Document:  All > Shakespeare > Comedies > Twelfth Night > Act IV, scene II

	[Enter MARIA and Clown]

MARIA: Nay, I prithee, put on this gown and this beard;
	make him believe thou art Sir Topas the curate: do
	it quickly; I'll call Sir Toby the whilst.


Clown: Well, I'll put it on, and I will dissemble myself
	in't; and I would I were the first that ever
	dissembled in such a gown. I am not tall enough to
	become the function well, nor lean enough to be
	thought a good student; but to be said an honest man
	and a good housekeeper goes as fairly as to say a
	careful man and a great scholar. The competitors enter.


SIR TOBY BELCH: Jove bless thee, master Parson.

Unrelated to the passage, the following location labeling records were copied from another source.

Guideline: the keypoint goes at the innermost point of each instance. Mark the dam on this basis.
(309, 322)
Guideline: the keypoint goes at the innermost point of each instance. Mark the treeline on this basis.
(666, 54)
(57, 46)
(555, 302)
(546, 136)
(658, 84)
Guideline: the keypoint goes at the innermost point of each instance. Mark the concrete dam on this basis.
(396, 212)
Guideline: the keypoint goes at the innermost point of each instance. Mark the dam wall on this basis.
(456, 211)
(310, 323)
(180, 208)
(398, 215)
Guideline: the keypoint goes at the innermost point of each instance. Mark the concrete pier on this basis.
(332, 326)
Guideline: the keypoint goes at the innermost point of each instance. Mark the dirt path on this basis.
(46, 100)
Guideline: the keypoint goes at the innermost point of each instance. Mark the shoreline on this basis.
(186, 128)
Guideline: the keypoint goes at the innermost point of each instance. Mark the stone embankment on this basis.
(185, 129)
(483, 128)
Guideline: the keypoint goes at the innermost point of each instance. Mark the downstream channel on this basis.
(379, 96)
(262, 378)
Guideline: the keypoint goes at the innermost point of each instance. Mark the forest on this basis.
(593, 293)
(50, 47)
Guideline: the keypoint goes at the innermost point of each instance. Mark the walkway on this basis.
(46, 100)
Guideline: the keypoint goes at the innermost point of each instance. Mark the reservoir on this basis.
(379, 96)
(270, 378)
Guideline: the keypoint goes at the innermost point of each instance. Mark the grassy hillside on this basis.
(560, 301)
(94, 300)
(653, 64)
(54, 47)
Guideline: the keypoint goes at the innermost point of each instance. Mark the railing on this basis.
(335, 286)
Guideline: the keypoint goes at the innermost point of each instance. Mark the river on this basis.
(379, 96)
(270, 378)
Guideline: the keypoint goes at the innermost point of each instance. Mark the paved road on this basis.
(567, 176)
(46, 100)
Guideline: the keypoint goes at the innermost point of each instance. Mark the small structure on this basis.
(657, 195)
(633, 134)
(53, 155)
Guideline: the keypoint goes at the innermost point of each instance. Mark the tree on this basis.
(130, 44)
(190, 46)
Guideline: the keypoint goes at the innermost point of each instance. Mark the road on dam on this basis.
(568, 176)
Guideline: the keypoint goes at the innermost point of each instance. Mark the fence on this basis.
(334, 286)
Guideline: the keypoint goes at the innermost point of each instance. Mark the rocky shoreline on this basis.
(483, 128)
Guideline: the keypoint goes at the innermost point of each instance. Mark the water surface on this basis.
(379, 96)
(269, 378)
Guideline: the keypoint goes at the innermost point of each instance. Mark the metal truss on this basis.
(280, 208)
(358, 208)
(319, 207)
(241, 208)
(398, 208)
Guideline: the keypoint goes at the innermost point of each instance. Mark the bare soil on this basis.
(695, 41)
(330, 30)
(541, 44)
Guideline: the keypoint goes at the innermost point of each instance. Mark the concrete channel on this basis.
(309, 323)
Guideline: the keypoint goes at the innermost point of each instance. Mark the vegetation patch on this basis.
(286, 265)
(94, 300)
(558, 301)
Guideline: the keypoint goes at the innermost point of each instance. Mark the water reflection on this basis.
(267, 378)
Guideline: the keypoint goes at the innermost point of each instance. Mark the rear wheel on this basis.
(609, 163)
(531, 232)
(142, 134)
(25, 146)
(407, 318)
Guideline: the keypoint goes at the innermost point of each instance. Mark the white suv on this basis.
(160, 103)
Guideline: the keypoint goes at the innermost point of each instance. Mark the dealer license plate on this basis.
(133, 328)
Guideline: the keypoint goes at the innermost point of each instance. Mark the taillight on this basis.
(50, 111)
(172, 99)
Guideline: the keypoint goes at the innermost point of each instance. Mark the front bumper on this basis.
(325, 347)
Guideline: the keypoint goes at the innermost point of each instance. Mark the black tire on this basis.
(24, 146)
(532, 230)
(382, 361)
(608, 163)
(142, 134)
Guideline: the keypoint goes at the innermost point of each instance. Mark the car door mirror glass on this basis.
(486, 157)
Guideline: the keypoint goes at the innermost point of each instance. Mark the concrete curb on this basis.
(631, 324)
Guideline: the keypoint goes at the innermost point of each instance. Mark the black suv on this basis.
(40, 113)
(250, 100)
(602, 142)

Clown: Bonos dies, Sir Toby: for, as the old hermit of
	Prague, that never saw pen and ink, very wittily
	said to a niece of King Gorboduc, 'That that is is;'
	so I, being Master Parson, am Master Parson; for,
	what is 'that' but 'that,' and 'is' but 'is'?

SIR TOBY BELCH: To him, Sir Topas.

Clown: What, ho, I say! peace in this prison!

SIR TOBY BELCH: The knave counterfeits well; a good knave.

MALVOLIO: [Within]  Who calls there?

Clown: Sir Topas the curate, who comes to visit Malvolio
	the lunatic.

MALVOLIO: Sir Topas, Sir Topas, good Sir Topas, go to my lady.

Clown: Out, hyperbolical fiend! how vexest thou this man!
	talkest thou nothing but of ladies?

SIR TOBY BELCH: Well said, Master Parson.

MALVOLIO: Sir Topas, never was man thus wronged: good Sir
	Topas, do not think I am mad: they have laid me
	here in hideous darkness.

Clown: Fie, thou dishonest Satan! I call thee by the most
	modest terms; for I am one of those gentle ones
	that will use the devil himself with courtesy:
	sayest thou that house is dark?

MALVOLIO: As hell, Sir Topas.

Clown: Why it hath bay windows transparent as barricadoes,
	and the clearstores toward the south north are as
	lustrous as ebony; and yet complainest thou of

MALVOLIO: I am not mad, Sir Topas: I say to you, this house is dark.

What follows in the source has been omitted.